Los grandes centros educativos privados y/o concertados suelen tener un comedor escolar en el propio centro lo que les garantiza unos menús más apetecibles, el resto se tiene que conformar con un servicio de cátering descentralizado de línea fría que deja mucho que desear por lo que, al final, los niños dejan en el plato la mayor parte de la comida y las asociaciones de padres se quejan, las empresas contraatacan con el tema del desperdicio y la rentabilidad del servicio, bla, bla, bla… De nuevo, comer en la escuela es también un marcador social.  

La escuela no debería ser, por tanto, la panacea educativa, la que resuelva “todas” las necesidades alimentarias de nuestros hijos.
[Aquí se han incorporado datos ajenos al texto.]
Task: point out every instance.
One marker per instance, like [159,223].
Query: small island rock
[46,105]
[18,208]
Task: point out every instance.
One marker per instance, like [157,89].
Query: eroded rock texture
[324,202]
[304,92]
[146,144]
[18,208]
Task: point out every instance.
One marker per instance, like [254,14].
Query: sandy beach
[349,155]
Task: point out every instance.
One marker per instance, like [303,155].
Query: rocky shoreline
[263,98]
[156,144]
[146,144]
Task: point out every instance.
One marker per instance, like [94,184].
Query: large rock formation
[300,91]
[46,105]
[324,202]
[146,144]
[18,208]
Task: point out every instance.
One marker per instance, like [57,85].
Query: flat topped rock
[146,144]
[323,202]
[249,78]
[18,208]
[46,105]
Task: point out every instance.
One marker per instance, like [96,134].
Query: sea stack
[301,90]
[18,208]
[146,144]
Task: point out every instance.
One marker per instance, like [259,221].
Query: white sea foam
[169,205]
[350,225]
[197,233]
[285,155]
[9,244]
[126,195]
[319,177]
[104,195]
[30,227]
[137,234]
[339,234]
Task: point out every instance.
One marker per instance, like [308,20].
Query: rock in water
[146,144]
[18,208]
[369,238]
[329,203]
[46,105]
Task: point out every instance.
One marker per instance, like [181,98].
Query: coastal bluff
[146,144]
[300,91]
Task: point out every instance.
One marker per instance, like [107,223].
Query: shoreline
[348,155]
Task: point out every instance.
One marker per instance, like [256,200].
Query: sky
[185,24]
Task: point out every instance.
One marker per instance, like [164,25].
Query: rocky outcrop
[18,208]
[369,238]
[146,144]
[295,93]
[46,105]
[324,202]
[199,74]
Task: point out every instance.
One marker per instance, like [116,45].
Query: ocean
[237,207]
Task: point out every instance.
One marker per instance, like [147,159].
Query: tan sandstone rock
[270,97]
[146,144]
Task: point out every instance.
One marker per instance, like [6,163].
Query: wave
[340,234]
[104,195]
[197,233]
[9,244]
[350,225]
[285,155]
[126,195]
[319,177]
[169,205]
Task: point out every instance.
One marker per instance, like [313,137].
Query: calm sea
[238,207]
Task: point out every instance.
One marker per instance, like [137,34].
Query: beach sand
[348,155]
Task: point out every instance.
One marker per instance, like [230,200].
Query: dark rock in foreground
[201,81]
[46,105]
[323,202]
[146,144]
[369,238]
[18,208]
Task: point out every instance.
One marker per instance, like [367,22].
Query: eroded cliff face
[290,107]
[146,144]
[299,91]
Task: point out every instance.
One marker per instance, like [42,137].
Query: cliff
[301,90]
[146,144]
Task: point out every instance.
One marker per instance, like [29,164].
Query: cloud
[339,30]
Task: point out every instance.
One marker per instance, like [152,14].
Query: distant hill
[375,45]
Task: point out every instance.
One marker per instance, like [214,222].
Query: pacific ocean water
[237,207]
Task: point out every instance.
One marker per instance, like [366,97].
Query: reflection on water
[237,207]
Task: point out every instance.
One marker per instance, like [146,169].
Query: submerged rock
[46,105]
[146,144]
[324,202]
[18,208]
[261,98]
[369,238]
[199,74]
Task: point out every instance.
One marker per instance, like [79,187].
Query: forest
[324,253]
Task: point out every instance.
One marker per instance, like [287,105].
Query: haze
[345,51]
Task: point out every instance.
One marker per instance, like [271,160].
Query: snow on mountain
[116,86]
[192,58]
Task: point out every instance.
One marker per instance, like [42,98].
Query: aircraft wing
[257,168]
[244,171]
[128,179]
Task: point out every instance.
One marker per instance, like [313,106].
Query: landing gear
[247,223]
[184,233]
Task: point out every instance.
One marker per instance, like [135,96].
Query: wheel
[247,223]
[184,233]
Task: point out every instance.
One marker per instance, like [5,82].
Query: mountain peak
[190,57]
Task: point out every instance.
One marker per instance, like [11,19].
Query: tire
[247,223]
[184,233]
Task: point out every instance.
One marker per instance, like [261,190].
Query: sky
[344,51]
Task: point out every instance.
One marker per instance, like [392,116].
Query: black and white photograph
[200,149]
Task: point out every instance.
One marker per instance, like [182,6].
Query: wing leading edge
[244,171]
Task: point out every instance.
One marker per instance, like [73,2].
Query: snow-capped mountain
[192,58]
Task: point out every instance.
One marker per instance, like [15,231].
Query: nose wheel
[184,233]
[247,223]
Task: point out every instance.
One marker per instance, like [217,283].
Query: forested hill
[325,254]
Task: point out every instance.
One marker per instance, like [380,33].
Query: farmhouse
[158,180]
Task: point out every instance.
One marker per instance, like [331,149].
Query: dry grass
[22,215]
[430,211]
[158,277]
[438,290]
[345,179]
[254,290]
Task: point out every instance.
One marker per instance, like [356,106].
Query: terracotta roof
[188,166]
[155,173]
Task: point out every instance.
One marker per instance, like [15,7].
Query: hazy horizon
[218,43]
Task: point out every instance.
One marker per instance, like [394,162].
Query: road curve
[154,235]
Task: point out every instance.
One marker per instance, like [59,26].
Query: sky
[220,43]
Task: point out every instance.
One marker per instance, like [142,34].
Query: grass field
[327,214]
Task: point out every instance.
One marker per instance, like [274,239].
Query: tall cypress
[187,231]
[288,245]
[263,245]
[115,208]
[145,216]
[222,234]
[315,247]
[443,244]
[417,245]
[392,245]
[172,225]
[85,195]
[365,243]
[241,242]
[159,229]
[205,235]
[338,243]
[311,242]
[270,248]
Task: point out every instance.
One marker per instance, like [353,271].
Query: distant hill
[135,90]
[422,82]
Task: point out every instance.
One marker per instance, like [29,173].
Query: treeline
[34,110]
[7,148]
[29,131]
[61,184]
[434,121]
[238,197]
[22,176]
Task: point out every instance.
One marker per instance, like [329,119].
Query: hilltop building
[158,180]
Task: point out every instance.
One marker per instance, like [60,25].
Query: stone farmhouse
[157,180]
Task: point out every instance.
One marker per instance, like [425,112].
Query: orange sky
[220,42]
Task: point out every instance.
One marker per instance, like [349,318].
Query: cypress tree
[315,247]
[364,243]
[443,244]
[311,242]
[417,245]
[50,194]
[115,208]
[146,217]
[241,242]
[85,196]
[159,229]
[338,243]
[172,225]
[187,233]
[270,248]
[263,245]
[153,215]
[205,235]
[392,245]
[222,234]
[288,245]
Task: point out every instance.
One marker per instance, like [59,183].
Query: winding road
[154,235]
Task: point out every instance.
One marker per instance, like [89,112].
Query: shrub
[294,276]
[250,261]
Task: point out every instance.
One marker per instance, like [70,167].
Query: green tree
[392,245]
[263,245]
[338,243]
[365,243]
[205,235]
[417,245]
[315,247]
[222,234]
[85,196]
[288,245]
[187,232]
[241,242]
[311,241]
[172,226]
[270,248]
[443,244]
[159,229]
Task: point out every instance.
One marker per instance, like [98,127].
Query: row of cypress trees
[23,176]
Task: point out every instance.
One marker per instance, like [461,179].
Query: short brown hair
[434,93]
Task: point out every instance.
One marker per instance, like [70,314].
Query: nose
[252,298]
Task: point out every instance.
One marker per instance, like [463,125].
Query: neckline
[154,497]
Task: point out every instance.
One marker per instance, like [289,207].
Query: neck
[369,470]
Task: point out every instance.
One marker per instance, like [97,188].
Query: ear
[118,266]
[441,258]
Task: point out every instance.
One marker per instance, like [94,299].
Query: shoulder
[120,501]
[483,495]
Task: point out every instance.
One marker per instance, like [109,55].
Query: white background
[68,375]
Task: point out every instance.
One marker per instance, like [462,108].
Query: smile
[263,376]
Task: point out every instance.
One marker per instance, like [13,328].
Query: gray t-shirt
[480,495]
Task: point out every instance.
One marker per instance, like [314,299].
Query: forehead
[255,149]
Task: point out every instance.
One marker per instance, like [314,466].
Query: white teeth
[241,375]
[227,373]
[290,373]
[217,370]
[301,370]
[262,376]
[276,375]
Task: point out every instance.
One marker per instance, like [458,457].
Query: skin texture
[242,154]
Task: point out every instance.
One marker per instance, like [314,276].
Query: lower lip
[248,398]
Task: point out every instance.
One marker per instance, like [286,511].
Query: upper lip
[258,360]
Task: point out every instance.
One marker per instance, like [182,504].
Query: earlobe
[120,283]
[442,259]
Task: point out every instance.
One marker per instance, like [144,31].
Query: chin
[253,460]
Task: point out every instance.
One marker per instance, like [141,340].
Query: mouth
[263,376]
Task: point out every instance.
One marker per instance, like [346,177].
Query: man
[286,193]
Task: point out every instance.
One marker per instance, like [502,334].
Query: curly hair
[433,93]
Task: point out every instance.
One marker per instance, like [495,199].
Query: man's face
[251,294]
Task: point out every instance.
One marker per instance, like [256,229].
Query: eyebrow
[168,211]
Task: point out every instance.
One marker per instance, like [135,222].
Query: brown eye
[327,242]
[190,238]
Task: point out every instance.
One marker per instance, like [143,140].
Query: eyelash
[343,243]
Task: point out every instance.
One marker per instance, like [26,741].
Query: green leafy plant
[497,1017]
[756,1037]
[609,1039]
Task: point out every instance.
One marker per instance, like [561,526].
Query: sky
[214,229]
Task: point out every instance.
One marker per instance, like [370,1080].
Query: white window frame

No la única, al menos. La escuela ya hace una gran labor aportando algo fundamental en la educación alimentaria de cada niño y es el de enseñar el hecho indiscutible de que comer no es solo engullir compulsivamente, sino un acto social que ayuda a crear y fortalecer vínculos, a disfrutar de un placer compartido que redundará en su salud física y emocional.

Pero, como bien dice el proverbio africano, se necesita a una tribu para enseñar a un niño, una tribu en la que cada cual juegue su papel responsablemente: administraciones, familias, centros educativos, medios de comunicación. Es una cuestión de salud a largo y medio plazo, pero, sobre todo, una cuestión de justicia social.